Второй аспект виртуализации собственности имеет отношение к интеллектуальной собственности. В условиях современной электронной сетевой структуры трудно выделить автора и, тем самым, хозяина интеллектуального продукта. Интеллектуальной собственности присуща определенная размытость. Результаты творческой деятельности, которые объединяются в общем понятии «интеллектуальная собственность», занимают все большее место на современном рынке. Результат творческой деятельности, ее продукт, выраженный в объективной форме, именуется, в зависимости от его характера, — изобретением,
промышленным образцом, товарным знаком, произведением науки, литературы, искусства.
Показательно, что еще два века назад Г.В.Ф. Гегель предвидел превращение непосредственных продуктов мысли в товар. Он писал: «Духовные способности, науки, искусства, собственно религиозное (проповеди, обедни, молитвы, благословения освященными предметами), изображения и т.д. становятся предметами договора, приравниваются к признанным вещам по способу покупки, продажи и т. д.» [4, с. 102].

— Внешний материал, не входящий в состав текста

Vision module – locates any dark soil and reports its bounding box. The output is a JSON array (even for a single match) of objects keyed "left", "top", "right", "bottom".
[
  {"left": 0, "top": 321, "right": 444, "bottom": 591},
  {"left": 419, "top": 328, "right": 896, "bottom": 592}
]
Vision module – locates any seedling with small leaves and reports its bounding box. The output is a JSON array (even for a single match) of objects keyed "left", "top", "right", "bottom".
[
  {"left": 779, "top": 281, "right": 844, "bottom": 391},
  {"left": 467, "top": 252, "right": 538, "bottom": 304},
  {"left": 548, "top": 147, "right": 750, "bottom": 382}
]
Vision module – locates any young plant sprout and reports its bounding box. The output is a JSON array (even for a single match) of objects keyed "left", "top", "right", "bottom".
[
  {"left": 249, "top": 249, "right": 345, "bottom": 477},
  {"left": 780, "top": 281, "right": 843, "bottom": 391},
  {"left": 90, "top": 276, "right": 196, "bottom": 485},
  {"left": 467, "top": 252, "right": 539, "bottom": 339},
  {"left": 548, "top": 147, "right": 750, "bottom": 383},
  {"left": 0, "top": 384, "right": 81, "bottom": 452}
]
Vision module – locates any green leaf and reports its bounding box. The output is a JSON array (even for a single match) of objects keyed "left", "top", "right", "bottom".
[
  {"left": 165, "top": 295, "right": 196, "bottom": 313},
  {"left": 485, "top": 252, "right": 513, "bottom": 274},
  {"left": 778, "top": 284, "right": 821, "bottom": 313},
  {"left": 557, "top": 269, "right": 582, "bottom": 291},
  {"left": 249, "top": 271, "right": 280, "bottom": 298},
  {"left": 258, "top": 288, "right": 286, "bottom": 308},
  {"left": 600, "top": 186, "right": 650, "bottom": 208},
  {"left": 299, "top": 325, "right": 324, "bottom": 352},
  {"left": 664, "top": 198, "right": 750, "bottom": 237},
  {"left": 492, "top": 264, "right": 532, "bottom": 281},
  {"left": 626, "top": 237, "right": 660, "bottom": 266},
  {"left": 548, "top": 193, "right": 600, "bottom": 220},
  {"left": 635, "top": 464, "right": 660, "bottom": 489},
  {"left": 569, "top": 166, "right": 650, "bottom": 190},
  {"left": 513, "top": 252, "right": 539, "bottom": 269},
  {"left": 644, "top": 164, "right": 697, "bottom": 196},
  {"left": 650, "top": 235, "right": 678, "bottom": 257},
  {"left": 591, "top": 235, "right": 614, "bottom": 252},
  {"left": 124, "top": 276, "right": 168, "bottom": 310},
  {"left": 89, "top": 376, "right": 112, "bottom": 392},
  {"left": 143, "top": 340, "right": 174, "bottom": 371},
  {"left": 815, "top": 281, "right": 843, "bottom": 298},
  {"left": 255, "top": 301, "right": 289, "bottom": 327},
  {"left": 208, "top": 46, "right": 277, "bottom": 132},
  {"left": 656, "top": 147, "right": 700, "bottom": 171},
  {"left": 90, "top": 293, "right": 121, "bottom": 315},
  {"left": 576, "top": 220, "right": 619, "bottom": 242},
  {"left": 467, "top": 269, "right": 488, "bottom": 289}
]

В применении к нашей теме это означает, что есть интеллектуальный продукт (одно из значений понятия «интеллектуальная собственность») и есть право владения, пользования и распоряжения им (второе значение понятия «интеллектуальная собственность»). В литературе неоднократно отмечалась неточность термина «интеллектуальная собственность». Ведь здесь как бы нет того, что традиционно является объектом права собственности, т. е. имущества. Владение, пользование и распоряжение — элементы права собственности — в данном случае не могут охарактеризовать права автора, изобретателя на результаты своей деятельности. Возникает вопрос, считать ли экономико-правовую модель имущественных прав приемлемой для категории «интеллектуальная собственность»? Сторонники отрицательного ответа исходят из того, что право на объекты творческой деятельности не может быть описано точно триадой правомочий, составляющих содержание имущественных прав собственности. Сторонники отрицательного ответа считают, что в отношении продуктов интеллектуальной деятельности неприменимо правомочие владения: нельзя физически обладать образами и идеями, а также не может быть прямо применено и правомочие пользования, важные особенности присущи и распоряжению интеллектуальной собственностью. Те исследователи, которые считают, что по отношению к интеллектуальному продукту можно использовать все вещные права, приводят множество примеров, когда права владения и распоряжения собственностью сохраняются за одним лицом, но право пользования передается другому лицу. При сохранении незыблемого права на интеллектуальную собственность возможна дезинтеграция, т. е. продажа этого права по частям. Например, при аренде сохраняется право владения, но за фиксированную плату предоставляется возможность использовать объект собственности в целях получения прибыли. Создатели программного обеспечения сохраняют право собственности на свои программы, но другие лица могут использовать программы на основе лицензионных соглашений.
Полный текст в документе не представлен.